Finola Moss, a commenter in our story about government proposals to strengthen the rights of people with mental health conditions, said: “The MCA, with the rubber stamping Court of Protection, deems illegally all autistic, mentally disordered, disadvantaged ‘incapable’, at 18, and the LA then make all their decisions for them.

“These incapables are then forcefully removed from their family and placed in independent living units forever, against family decisions, and their best interests. They are force-fed risperidone/drugs illegally, to make their care more profitable, and with pharma kickbacks, £4,000 per week can be claimed for their care.

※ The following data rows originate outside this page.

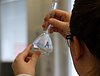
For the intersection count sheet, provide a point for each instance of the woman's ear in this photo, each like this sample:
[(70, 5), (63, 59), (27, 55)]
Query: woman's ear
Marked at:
[(77, 48)]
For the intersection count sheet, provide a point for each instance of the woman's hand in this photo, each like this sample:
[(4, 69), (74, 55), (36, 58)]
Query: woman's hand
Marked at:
[(59, 20), (25, 62)]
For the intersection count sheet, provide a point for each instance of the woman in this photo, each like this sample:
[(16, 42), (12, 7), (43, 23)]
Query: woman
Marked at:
[(84, 35)]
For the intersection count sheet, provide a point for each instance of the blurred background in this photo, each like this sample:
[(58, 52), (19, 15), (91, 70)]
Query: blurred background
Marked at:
[(20, 24)]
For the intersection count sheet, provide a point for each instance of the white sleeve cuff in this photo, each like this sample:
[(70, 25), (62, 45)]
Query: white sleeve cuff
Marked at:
[(23, 75)]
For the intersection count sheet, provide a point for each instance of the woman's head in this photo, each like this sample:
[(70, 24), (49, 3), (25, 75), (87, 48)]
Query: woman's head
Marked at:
[(85, 24)]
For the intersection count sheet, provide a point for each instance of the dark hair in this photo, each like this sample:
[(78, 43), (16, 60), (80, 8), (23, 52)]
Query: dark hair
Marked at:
[(85, 24)]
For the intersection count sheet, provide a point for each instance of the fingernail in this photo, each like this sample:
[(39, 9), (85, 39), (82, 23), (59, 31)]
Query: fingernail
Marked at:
[(37, 53)]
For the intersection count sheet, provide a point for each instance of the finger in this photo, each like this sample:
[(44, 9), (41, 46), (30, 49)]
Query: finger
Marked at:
[(45, 25), (35, 57), (56, 23), (27, 50), (61, 15)]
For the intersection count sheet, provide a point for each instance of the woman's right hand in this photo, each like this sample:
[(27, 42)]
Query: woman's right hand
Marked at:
[(59, 20)]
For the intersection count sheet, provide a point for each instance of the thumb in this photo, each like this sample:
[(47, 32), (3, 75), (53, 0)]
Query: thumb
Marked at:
[(57, 23), (35, 57)]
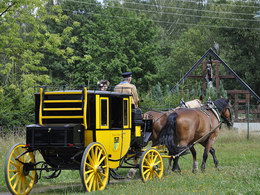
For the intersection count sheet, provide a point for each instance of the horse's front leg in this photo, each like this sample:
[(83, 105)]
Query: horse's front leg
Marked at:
[(175, 167), (212, 152), (195, 162), (169, 165), (205, 157)]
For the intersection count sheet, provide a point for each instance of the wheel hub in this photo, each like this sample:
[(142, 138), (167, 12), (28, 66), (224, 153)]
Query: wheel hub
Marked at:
[(26, 169)]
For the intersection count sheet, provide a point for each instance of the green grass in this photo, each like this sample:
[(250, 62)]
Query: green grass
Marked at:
[(239, 174)]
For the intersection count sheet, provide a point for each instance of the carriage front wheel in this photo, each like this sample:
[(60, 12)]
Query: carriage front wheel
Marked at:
[(151, 165), (94, 168), (18, 176)]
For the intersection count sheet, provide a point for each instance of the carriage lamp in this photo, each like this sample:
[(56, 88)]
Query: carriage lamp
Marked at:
[(257, 16)]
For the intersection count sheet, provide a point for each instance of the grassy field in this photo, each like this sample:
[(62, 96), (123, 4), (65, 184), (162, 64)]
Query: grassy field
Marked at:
[(239, 174)]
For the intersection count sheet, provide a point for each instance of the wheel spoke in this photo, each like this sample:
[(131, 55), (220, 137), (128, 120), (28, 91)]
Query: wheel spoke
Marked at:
[(99, 154), (13, 177), (19, 184), (90, 160), (91, 181), (31, 177), (89, 171), (23, 184), (103, 174), (96, 152), (146, 161), (148, 175), (89, 177), (147, 170), (100, 179), (12, 171), (155, 158), (93, 156), (92, 167), (95, 183), (155, 172), (14, 164), (102, 159), (158, 162)]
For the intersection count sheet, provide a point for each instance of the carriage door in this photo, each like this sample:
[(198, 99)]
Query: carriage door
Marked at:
[(127, 124)]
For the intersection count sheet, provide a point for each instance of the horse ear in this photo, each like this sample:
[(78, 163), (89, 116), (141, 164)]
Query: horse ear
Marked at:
[(228, 100), (201, 98)]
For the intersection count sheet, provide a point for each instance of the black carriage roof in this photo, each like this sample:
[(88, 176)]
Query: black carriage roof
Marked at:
[(96, 92)]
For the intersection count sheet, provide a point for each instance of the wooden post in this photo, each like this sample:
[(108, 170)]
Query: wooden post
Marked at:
[(248, 120), (217, 75)]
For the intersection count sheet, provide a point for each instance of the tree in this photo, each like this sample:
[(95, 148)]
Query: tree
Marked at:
[(107, 42), (24, 38)]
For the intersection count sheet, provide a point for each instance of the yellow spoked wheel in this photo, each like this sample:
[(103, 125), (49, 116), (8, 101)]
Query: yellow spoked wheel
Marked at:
[(18, 176), (151, 165), (94, 167)]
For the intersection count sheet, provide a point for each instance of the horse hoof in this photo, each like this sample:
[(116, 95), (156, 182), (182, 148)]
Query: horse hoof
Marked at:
[(131, 173), (176, 170), (218, 168)]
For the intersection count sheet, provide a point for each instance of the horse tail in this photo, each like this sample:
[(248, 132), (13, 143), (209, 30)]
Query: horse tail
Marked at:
[(168, 134)]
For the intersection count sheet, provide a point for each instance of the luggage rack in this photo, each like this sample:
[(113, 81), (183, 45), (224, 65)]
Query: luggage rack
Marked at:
[(47, 112)]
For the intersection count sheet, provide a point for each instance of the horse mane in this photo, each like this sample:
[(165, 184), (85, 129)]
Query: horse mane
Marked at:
[(168, 136), (221, 104)]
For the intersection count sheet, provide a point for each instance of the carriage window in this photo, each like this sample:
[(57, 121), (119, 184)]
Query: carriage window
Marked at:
[(104, 112), (126, 113)]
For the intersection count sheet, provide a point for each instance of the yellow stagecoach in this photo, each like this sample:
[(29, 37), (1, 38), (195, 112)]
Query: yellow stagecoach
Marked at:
[(86, 130)]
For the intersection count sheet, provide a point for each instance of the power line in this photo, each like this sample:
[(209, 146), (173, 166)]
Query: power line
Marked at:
[(179, 23), (215, 4), (178, 14), (177, 8), (188, 9)]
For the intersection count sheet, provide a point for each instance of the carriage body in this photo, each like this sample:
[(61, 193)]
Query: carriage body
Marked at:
[(86, 130), (68, 121)]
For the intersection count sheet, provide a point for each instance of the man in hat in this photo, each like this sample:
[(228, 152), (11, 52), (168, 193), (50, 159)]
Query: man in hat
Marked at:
[(125, 86)]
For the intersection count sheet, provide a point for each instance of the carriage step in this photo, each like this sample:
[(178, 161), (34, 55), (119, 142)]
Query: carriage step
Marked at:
[(114, 175), (62, 92), (61, 109), (61, 117), (62, 101)]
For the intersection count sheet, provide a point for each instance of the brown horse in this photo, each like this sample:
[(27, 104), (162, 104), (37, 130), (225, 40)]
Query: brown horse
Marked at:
[(184, 127), (160, 117)]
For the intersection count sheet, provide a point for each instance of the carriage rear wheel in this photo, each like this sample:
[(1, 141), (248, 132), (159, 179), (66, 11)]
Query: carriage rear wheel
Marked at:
[(94, 168), (18, 176), (151, 165)]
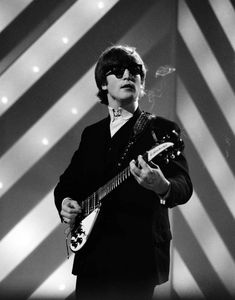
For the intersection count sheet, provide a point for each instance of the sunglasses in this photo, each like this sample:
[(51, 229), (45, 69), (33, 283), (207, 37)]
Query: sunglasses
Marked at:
[(118, 71)]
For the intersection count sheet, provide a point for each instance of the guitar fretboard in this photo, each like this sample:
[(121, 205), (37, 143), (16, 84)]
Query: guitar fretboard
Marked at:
[(93, 201)]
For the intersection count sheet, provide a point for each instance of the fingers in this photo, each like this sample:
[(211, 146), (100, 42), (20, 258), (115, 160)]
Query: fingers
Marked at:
[(69, 210)]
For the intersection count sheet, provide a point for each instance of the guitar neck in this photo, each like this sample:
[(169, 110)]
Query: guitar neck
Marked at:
[(93, 201)]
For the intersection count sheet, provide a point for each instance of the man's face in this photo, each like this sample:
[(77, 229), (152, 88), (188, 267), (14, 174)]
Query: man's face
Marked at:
[(123, 83)]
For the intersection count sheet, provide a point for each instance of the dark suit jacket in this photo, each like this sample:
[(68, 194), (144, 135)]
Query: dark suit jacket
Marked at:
[(131, 237)]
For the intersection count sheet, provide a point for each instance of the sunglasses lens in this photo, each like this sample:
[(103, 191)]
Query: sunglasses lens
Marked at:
[(118, 71)]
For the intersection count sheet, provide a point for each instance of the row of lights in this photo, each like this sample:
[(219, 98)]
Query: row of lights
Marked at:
[(36, 69)]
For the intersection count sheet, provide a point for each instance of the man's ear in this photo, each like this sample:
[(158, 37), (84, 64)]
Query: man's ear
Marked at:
[(104, 87)]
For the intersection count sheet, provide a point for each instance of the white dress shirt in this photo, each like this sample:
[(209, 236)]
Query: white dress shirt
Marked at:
[(118, 117)]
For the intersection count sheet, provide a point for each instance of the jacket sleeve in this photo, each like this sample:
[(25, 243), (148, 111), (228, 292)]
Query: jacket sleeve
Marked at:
[(70, 182), (177, 172)]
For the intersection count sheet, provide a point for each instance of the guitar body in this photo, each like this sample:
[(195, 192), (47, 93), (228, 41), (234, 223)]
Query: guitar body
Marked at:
[(165, 150), (82, 232)]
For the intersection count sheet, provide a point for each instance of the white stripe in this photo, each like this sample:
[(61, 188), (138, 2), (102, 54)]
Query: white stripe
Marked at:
[(207, 63), (10, 9), (59, 285), (28, 234), (49, 48), (206, 146), (210, 241), (225, 13), (183, 282)]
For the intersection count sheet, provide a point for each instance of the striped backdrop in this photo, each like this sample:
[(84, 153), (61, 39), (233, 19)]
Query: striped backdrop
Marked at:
[(47, 95)]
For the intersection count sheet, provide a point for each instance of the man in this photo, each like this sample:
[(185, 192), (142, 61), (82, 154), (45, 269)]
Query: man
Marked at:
[(127, 252)]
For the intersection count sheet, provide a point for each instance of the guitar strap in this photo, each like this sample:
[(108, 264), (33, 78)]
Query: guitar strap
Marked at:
[(139, 128)]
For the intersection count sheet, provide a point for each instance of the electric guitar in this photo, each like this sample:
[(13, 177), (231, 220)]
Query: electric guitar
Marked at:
[(165, 150)]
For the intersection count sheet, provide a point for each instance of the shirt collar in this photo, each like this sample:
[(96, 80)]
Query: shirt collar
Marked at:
[(119, 113)]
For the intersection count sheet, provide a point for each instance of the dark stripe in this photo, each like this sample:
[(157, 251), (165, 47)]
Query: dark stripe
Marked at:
[(206, 103), (27, 28), (196, 260), (43, 176), (36, 267), (62, 76), (215, 37), (210, 197)]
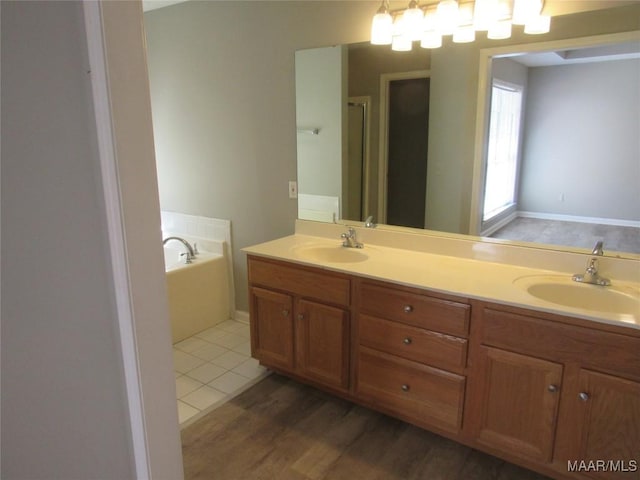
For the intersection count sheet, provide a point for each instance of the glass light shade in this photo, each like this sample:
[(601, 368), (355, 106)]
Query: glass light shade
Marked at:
[(485, 14), (431, 39), (499, 30), (538, 25), (524, 10), (412, 21), (447, 16), (464, 34), (381, 29)]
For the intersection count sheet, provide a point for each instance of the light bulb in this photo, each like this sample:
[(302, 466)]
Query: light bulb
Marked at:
[(412, 21), (447, 16), (524, 10), (485, 14)]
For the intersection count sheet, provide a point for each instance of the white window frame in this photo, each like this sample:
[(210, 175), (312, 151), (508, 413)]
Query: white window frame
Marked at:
[(504, 211)]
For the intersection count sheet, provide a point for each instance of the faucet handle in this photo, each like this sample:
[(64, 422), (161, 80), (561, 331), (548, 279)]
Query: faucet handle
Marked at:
[(598, 248)]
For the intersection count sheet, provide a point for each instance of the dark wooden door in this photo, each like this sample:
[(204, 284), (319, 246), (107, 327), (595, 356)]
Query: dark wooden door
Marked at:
[(407, 151)]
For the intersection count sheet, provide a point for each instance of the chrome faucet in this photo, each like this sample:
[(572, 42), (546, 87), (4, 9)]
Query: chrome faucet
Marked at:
[(597, 250), (368, 223), (349, 239), (191, 252), (591, 274)]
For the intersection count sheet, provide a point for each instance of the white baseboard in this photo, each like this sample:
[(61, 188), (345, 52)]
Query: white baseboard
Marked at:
[(575, 218), (498, 225), (241, 316)]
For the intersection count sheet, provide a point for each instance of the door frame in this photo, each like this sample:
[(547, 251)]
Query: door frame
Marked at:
[(383, 152), (366, 152)]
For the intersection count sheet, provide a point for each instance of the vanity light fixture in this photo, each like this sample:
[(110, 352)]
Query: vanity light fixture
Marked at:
[(460, 19)]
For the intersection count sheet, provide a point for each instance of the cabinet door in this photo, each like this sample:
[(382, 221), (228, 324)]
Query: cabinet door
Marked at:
[(323, 343), (272, 328), (519, 403), (609, 429)]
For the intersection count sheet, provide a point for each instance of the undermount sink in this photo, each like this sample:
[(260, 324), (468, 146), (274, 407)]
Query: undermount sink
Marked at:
[(331, 254), (560, 290)]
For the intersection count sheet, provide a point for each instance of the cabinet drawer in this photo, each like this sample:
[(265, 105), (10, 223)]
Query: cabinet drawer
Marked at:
[(300, 281), (423, 395), (413, 343), (414, 309)]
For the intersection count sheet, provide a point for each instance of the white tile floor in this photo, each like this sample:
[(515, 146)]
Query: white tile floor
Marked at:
[(212, 367)]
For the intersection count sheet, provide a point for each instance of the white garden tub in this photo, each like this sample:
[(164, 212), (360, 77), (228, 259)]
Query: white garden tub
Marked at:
[(198, 292)]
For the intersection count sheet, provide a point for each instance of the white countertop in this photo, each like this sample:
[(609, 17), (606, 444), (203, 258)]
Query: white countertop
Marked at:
[(477, 279)]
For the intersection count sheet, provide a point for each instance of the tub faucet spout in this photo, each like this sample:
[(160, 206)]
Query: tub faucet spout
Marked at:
[(190, 251)]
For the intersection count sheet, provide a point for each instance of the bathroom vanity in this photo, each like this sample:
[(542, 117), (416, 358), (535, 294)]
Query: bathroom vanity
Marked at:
[(451, 345)]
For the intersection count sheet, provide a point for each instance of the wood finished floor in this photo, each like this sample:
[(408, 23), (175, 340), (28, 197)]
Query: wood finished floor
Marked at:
[(280, 429)]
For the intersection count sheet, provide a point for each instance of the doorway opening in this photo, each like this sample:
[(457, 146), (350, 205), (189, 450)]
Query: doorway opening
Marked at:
[(404, 124)]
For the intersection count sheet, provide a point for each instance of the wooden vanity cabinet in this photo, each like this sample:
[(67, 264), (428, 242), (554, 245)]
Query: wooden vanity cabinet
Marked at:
[(553, 392), (411, 355), (300, 322), (549, 392), (519, 398)]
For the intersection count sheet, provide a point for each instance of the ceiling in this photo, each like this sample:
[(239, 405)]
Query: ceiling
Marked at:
[(551, 7)]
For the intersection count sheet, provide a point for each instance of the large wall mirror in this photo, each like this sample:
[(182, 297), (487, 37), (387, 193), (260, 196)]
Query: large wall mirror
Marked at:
[(365, 113)]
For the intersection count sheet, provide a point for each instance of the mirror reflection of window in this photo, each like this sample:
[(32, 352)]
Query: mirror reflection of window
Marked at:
[(503, 155)]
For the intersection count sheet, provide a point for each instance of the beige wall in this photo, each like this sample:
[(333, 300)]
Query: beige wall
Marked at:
[(223, 99), (225, 127)]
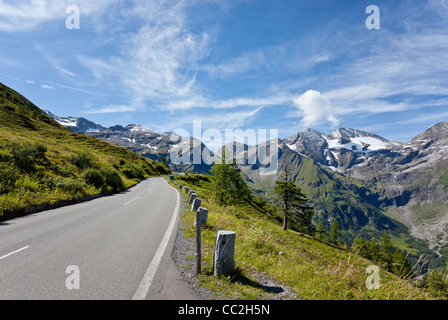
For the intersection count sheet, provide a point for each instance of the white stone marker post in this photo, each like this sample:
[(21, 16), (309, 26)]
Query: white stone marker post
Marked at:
[(196, 204), (192, 197), (198, 242), (224, 255)]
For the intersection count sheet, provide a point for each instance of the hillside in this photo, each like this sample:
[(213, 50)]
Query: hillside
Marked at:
[(43, 164), (293, 264), (367, 183)]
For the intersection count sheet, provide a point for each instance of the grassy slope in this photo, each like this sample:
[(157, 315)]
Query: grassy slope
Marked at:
[(55, 177), (312, 269)]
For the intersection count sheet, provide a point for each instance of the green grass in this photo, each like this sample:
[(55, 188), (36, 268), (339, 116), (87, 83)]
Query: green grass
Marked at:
[(43, 163), (311, 269)]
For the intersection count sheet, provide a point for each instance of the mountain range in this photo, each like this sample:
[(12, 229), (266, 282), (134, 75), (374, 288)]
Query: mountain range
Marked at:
[(367, 183)]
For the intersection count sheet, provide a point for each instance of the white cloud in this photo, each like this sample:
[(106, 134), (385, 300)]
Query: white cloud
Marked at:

“Private investment will just now be moved out of the NHS provision to the independent living provision. Yet in independent living, worse abuse will occur as the units are smaller and there is no accountability and all is in secret and it is for life under the MCA, with no reviews.”

Comments

Finola Moss   12/04/2016 at 14:09

The illegality, of the present implementation of the MCA, as highlighted two years ago, by the House of Lords Select Committee, has not been remedied. And, the MCA, as drafted , makes it, almost impossible practically, to empower the vulnerable. As it gives too much discretion, to the executive, via the court of protection and local authority, to remove their legal competence, and all their decisions at 18, and, gives neither the mentally vulnerable rights, nor their parents any rights. https://finolamoss.wordpress.com/2016/03/15/national-mental-capacity-action-day-an-executive-subversion/ This forum, appears to be that executive, and will further, the real aim, which is, to move mental services to private provision locally , under the commission of local health and social care trusts, in the guise of supported living, for huge private, now mainly venture capital backed profit. https://finolamoss.wordpress.com/ We already have 3,500 mental patients being moved from NHS public provision to private. Private care is less accountable, untested, unregulated, and driven purely by profit. The learning disabled and autistic, particularly, are being made commodities, to make huge private profit for life, with no rights.